Música y danza como motores en la enseñanza

JOAQUÍN RÁBAGO

02.06.2013 | 06:13

Mientras en otros países europeos se potencian las clases de música y danza, en el nuestro se recortan las ayudas y subvenciones. Ya lo decía el viejo eslogan turístico de tiempos de Fraga: "España es diferente".

En la vecina Francia, 830 clases de escuelas elementales y colegios públicos se han transformado en otras tantas pequeñas orquestas integradas por más de 22.000 pequeños músicos. Se trata de una idea que se lanzó hace ya catorce años y que está dando sus frutos.

No es que todos esos chicos y chicas vayan a convertirse un día en instrumentistas, ni mucho menos, pero, lo que es más importante, la práctica en común de la música, además de proporcionarles placer, lo que ya es mucho, se ha demostrado que mejora su rendimiento escolar en otras disciplinas, es decir los convierten en mejores estudiantes.

Varios estudios demuestran en efecto que allí donde se ha llevado a la práctica esa idea, ha mejorado la nota media de los alumnos, su nivel de ambición y de confianza no solo entre ellos mismos sino también en relación con los adultos.

En el Japón, en Canadá, en Alemania, más avanzados en ese sentido que Francia, todos los niños reciben en la escuela una educación musical.
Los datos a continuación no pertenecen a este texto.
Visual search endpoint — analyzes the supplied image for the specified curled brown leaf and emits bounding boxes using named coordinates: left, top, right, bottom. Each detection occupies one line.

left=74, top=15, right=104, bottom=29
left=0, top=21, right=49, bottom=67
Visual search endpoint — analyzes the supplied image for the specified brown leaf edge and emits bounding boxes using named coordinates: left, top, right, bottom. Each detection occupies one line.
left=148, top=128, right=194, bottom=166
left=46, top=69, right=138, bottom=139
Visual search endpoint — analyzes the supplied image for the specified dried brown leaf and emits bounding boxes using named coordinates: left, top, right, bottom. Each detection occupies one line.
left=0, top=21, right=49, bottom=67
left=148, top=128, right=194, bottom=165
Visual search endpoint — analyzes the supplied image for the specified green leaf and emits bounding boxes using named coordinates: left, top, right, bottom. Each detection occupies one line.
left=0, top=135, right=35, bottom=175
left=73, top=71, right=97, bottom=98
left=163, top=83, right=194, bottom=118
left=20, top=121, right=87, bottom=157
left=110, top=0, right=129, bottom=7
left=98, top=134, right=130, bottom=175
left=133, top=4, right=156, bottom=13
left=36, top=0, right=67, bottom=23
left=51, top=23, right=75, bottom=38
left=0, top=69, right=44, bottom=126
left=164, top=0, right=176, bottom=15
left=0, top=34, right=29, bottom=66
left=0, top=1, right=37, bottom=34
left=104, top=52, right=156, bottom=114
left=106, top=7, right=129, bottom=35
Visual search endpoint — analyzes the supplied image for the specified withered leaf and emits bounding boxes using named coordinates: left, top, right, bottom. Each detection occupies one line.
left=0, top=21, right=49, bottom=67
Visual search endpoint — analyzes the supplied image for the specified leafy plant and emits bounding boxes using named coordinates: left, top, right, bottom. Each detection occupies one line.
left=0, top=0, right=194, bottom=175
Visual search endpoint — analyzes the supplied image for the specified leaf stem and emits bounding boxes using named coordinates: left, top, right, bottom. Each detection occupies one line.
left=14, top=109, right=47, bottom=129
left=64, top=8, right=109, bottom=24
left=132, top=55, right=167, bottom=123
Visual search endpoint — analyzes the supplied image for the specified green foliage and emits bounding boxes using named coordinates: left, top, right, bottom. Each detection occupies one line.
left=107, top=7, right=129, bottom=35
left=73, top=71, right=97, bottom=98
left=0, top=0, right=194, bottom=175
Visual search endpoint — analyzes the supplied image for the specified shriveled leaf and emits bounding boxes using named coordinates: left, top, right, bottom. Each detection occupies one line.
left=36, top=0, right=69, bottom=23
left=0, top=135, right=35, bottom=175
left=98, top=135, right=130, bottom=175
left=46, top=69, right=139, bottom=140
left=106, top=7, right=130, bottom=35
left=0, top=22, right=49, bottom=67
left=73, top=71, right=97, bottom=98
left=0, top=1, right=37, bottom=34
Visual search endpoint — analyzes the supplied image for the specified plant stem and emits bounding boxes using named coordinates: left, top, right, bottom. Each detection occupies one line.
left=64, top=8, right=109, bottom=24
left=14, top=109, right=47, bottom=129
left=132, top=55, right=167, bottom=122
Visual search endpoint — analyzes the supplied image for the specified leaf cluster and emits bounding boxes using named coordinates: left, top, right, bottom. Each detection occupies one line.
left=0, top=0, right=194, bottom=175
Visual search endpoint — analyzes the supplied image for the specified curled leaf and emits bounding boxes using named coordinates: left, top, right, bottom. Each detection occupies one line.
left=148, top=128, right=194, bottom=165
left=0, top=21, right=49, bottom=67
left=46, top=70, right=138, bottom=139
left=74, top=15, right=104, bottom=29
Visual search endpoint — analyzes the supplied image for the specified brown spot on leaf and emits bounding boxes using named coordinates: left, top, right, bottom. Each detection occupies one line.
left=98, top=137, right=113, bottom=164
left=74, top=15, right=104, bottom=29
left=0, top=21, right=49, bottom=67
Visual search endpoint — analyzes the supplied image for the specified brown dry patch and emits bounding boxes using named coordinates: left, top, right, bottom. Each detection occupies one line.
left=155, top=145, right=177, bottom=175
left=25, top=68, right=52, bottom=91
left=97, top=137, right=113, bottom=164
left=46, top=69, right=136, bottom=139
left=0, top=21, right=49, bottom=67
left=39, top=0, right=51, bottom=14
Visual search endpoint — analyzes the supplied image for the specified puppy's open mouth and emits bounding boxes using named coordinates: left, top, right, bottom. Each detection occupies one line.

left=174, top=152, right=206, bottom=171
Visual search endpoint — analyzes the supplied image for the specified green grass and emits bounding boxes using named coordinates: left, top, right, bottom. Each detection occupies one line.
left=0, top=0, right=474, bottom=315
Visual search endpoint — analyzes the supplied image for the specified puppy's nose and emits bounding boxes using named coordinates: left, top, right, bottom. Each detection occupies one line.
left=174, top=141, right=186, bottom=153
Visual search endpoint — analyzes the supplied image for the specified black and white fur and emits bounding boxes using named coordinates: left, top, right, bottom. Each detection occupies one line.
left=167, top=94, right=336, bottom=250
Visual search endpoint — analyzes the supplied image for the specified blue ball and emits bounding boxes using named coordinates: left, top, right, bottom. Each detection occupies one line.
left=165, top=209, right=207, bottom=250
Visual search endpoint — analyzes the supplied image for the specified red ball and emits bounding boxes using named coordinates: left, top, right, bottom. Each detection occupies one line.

Se les enseña, esto es, la práctica de un instrumento, da igual que sea la flauta o el trombón que el piano.

Algo similar ocurre también con la danza por ejemplo en Alemania, patria de grandes coreógrafos como John Neumeier o la ya fallecida Pina Bausch, donde se ha creado una red federal llamada "Tanz in Schulen" (Danza en las Escuelas).

En ese país, bailarines, coreógrafos y otros artistas colaboran con los maestros de todos los niveles para desarrollar proyectos que acerquen la danza a los alumnos y estimulen su capacidad de improvisación y su creatividad.

Estudios llevados a cabo en ese país demuestran que, al igual que ocurre con la música, la danza mejora el rendimiento general de los alumnos, los motiva, los ayuda a centrarse.

Y por si esto fuera poco, la danza contribuye también a una mejor integración de los escolares de distinto origen -por ejemplo, de los turcos en el caso de Alemania- y a la interrelación entre personas de distintas generaciones: así, en algunos casos se ha juntado a niños y ancianos en una clase de danza.

A diferencia de lo que ocurre entre nosotros, el Gobierno alemán ha prestado millonario apoyo económico a proyectos relacionados con la danza, en especial a la creación de alianzas entre los colegios de primera y segunda enseñanza y las escuelas y compañías de danza. ¿No sería hora también aquí de imitarle en lugar de seguir, como ocurre aquí, el camino contrario?